The ag sector is an important one for solar, so the announcement last week from the USDA that it is awarding loans and grants that will help more than 1,100 rural small businesses and agricultural producers reduce energy usage and costs in their operations is a welcome one. The funding is for energy efficiency improvements and/or renewable energy systems.
USDA is providing $102 million in loan guarantees and $71 million in grants for 1,114 projects financed through the Rural Energy for America Program (REAP). Among the projects, nearly $6 million is being awarded for 17 anaerobic digesters in California, Maine, Massachusetts, Michigan, New York, North Carolina, Ohio and Washington.

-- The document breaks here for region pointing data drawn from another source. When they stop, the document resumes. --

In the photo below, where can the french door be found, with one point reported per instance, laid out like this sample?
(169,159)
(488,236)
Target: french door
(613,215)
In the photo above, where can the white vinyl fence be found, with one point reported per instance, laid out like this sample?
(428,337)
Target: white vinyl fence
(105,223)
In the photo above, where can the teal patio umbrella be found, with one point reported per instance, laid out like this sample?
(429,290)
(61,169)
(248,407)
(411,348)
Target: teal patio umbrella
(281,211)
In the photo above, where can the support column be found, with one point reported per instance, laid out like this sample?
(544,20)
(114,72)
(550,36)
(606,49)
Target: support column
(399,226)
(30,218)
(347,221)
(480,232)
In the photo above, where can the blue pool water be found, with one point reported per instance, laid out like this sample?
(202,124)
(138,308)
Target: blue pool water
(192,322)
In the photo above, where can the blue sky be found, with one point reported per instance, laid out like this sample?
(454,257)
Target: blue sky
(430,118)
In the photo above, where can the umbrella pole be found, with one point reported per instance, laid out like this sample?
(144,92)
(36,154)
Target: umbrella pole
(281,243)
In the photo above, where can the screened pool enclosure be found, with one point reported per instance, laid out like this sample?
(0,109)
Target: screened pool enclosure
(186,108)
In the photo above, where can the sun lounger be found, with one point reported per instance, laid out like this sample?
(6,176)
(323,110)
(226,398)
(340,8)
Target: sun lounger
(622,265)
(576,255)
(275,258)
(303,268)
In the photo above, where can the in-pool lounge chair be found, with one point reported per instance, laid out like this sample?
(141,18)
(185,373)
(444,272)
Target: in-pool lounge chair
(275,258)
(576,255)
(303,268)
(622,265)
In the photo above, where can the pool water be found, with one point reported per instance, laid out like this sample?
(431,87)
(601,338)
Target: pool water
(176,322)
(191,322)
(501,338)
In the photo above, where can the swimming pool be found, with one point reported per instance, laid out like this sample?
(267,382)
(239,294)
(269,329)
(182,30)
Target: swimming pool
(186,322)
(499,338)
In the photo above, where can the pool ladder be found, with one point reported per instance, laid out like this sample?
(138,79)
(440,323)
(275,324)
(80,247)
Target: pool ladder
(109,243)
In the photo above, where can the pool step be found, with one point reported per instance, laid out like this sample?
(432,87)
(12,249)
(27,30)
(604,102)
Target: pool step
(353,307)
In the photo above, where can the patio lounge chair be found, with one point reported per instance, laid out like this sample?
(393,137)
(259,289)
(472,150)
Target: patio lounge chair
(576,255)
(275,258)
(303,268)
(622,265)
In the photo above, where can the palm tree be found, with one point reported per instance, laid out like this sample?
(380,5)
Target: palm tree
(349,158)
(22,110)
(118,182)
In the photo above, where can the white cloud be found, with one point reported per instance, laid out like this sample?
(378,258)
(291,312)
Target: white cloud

Some nice examples of this financing in action:
The owners of Parker Farms in Ripley, Tenn., are receiving a $45,000 REAP grant to help finance the installation of a 50 kW solar system that was installed late last year. The system has lowered the grain farm’s average monthly electric bill by $800 – from $1,140 to $340. That is a savings of nearly $10,000 a year. The solar system covers more than 70 percent of the farm’s annual electric costs. Parker Farms participates in the Tennessee Valley Authority’s (TVA) Green Power Providers program and sells 100 percent of its solar electricity to TVA at a premium.
Fresh Air Energy XVI, LLC is receiving a $3.8 million loan guarantee to finance a 6.5 megawatt solar array in Greene County, N.C. The project is expected to produce enough energy to power 1,000 average-sized homes for a year. This is one of several loans the company is receiving to expand the use of solar energy in the state.
In Pearl City, Hawaii, the owner of the wholesale bakery “The Patisserie, Inc.” is being awarded a $256,000 loan guarantee and a $128,000 grant to install a PV system. It is expected to generate 172,000 kilowatts of energy annually and reduce energy use by nearly 40 percent.
“More rural business owners and ag producers are incorporating energy-saving measures into their business plans,” Vilsack said. “These actions improve an operation’s bottom line and help reduce its carbon footprint. This funding will help incorporate renewable energy and energy efficiency technology and reduce energy costs. But beyond the local benefits seen by a company saving energy costs and the global benefits of reducing carbon emissions, this funding will also create American jobs by supporting energy production and efficiency installations that are made in rural America.”
Congress created the REAP program in the 2002 Farm Bill. Because of the success of the program, Congress reauthorized it in the 2014 Farm Bill with guaranteed funding of at least $50 million annually for the duration of the five-year bill. The 2014 Farm Bill builds on historic economic gains in rural America over the past seven years while achieving meaningful reform and billions of dollars in savings for taxpayers.
Since the start of the Obama Administration, REAP has helped finance 10,753 renewable energy and energy efficiency projects that have reduced energy costs for rural businesses nationwide. During this period, USDA has provided almost $360 million in grants and $430 million in loan guarantees to agricultural producers and rural small business owners. When operational, these projects will generate/save an estimated 8.4 million MWh.